Ari Kahn, the official Please Call Me inventor, said claims that Nkosana Kenneth Makate invented a different system to the service which he and MTN patented is “absolutely and utterly false”.
The Chief Convenor of the Please Call Me Movement, Modise Setoaba, recently said in an SABC interview that Makate is the inventor of the Please Call Me service.
“The Please Call Me service is a USSD/SMS service, [whereas] the MTN service is an IVR service with SMS. It is a voice recorder service, so those are two different protocols,” Modise said.
However, Vodacom recently admitted that the Please Call Me was invented and subsequently patented by MTN before Makate came up with the idea.
Nkateko Nyoka, chief officer of legal and regulatory affairs at Vodacom, added that MTN launched its version, called Call Me, a month before Vodacom did.
Kahn substantiated Vodacom’s view, explaining that the “whole interactive voice response (IVR) story is pure fiction”.
He said the MTN Call Me service was invoked and signalled in the identical manner to Vodacom’s Please Call Me service.
“Both dialled a code followed by the phone number and this is precisely what the patent claims.
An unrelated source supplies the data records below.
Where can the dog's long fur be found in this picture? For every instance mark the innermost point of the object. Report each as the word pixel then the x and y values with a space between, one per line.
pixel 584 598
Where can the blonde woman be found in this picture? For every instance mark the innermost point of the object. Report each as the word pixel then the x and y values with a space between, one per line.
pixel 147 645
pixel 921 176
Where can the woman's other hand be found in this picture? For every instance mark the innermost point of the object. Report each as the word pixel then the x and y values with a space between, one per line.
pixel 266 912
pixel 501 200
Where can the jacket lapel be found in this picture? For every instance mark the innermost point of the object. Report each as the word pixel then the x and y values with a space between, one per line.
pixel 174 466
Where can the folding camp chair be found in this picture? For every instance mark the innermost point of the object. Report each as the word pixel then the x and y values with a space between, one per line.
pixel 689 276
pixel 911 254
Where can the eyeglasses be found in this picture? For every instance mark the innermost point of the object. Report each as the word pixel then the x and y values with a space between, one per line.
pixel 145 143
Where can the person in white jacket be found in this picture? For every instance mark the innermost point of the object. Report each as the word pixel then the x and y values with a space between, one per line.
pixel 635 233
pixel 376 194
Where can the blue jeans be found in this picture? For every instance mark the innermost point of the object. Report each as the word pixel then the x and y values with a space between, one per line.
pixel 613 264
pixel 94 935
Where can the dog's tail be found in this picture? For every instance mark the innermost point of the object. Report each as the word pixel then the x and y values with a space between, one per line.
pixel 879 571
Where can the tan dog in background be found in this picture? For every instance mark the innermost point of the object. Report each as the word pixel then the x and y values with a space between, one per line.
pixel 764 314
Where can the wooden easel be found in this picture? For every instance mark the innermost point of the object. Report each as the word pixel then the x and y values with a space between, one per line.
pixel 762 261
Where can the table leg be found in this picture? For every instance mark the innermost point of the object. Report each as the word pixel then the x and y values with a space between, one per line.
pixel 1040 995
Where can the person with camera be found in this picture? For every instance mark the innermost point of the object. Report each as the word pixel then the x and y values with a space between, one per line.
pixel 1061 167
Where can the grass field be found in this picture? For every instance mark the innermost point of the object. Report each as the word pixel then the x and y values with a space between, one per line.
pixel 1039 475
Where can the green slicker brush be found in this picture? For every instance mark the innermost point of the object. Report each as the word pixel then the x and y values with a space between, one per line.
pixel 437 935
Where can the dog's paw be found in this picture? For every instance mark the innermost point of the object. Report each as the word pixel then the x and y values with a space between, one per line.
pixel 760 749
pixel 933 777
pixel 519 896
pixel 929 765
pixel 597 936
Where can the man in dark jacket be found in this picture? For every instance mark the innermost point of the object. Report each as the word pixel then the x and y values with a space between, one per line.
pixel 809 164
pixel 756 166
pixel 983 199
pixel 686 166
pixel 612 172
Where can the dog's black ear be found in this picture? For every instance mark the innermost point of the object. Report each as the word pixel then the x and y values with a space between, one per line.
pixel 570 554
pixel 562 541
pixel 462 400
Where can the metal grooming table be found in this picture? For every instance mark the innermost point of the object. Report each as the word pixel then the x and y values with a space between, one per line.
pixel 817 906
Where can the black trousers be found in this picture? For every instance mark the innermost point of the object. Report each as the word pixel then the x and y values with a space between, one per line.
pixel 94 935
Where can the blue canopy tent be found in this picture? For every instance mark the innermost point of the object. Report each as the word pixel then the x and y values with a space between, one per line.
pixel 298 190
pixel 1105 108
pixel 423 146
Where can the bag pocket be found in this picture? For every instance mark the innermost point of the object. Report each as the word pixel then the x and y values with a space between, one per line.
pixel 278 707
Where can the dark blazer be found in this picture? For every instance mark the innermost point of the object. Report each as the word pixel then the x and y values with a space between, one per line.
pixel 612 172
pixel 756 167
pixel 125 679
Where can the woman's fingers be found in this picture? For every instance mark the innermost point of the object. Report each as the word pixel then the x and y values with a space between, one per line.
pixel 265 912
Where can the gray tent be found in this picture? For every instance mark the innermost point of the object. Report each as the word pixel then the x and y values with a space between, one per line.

There was no IVR,” Kahn said.
It is Makate’s proposal which was different
Kahn said it was, in fact, Makate’s proposal that was different from the Please Call Me service which Vodacom implemented.
“It did not even remotely resemble the Please Call Me messaging system which Vodacom launched,” said Kahn.
He explained that Makate proposed “Buzz” – a service to allow a user without airtime to dial a phone number and give a “missed call”.
“Not only was his proposal technically unsupported, it was not technically possible, since a call could only mature to ringing state if the user had credit,” he said.
“Consequently, his proposal did not progress beyond idea. Even skilled engineers at Vodacom could not reduce it to practice and inventions are required by law to be reduced to practice.”
“That is, they need to recite each and every step for a suitably skilled artisan to implement,” Kahn said.
Makate’s idea had no commercial value
While his idea was never implemented, it did propel Vodacom along a path that led them to the Please Call Me service.
However, said Kahn, the entire issue is that service was already claimed by MTN and launched before Vodacom.
“So regardless of what he proposed it had no commercial value because MTN had established Prior Art and the service was already publicly disclosed before Vodacom launched,” said Kahn.
“Had Makate not proposed anything, nothing would have changed. MTN would still have the patent and IP rights and launched first. And Vodacom would have simply followed by copying the service.”